Early in the hush-hush negotiations to buy U.S. Sugar, Gov. Charlie Crist dropped by a fundraiser for the small but powerful Everglades Foundation.

At the ritzy Mar-a-Lago Club in Palm Beach, the governor hobnobbed with gossip-page lovebirds Chris Evert and Greg Norman, celebrity magnate Donald Trump and the not-so-famous but even richer Paul Tudor Jones II, a Wall Street wizard and avid tarpon angler who chairs the nonprofit foundation.

Behind the glitter was a more telling measure of the foundation’s clout: Crist’s office put his hosts in the loop on the secret sugar talks well before the February shindig — and before many of his own top administrators.

Audubon, Sierra and many other brand-name environmental groups have sparred with the sugar industry.
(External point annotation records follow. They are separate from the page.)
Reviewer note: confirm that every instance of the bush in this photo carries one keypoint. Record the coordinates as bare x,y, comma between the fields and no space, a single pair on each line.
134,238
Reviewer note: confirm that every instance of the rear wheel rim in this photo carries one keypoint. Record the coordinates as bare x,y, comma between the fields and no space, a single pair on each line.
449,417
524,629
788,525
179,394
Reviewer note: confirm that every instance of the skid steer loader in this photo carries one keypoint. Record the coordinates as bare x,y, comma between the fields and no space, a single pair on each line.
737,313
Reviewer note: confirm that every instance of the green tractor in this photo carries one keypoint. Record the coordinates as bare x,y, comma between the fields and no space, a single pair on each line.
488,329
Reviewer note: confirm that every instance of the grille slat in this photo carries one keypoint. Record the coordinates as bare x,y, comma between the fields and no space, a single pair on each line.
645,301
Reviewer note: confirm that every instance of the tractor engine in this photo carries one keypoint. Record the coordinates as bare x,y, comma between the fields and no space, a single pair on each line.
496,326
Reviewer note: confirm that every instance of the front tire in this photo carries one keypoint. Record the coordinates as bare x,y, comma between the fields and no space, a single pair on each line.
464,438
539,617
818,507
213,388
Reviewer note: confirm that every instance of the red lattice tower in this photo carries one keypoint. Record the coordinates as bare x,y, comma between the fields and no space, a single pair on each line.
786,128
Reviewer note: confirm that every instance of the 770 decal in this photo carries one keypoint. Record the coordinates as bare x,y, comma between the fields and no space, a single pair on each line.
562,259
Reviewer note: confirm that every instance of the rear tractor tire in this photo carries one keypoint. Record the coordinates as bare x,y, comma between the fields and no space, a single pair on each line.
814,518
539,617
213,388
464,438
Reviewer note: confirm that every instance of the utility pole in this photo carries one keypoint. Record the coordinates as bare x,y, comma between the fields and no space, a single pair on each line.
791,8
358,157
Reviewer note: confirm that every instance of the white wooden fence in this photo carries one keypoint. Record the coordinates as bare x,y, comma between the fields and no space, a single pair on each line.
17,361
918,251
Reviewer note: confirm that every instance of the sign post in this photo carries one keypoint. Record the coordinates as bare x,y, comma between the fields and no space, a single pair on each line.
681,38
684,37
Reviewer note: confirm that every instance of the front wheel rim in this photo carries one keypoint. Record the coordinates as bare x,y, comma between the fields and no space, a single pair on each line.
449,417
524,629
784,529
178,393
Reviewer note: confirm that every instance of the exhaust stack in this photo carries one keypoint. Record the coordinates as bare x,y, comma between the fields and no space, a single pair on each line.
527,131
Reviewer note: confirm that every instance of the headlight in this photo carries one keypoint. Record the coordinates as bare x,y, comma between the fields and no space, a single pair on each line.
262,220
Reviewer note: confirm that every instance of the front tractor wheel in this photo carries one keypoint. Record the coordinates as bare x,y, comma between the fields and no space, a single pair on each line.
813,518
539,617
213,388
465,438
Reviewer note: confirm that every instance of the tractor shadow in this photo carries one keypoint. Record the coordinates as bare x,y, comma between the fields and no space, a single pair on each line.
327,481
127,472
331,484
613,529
But the low-profile Everglades Foundation has played the biggest role, and spent the biggest bucks, trying to cut Big Sugar down to size. Led by Jones, prominent activists Mary Barley and Nathaniel Reed and a small group of directors and staff members, the Palmetto Bay-based foundation has never been more influential.

A former director sits as vice chair of the agency in charge of Everglades restoration. The governor fishes with its billionaire chairman. Its galas and grants provide millions of dollars that support a network of other groups’ advocates, attorneys and lobbyists.

And when Crist unveiled the $1.75 billion proposal last month, the foundation supplied the glossy press kits hailing the buyout of its longtime foe as the ”missing link” to Everglades restoration.

”They’re wealthy people. They’re philanthropists. They pick their causes, but they like to win, too,” said Frank Jackalone, director of the Sierra Club’s Florida office.

The foundation isn’t one of those trendy new ”green” groups. For its leaders, trying to save what’s left of the Glades goes back decades.

Barley, named a ”Hero of the Planet” by Time in 1999 for her Everglades efforts, said the foundation’s most important role has been to keep activists’ eyes on the prize.

”We have only one issue,” said Barley, a vice chair who lives in Islamorada. “We are where we are because we brought together everybody who is working on the Everglades.”

Having deep pockets hasn’t hurt, either.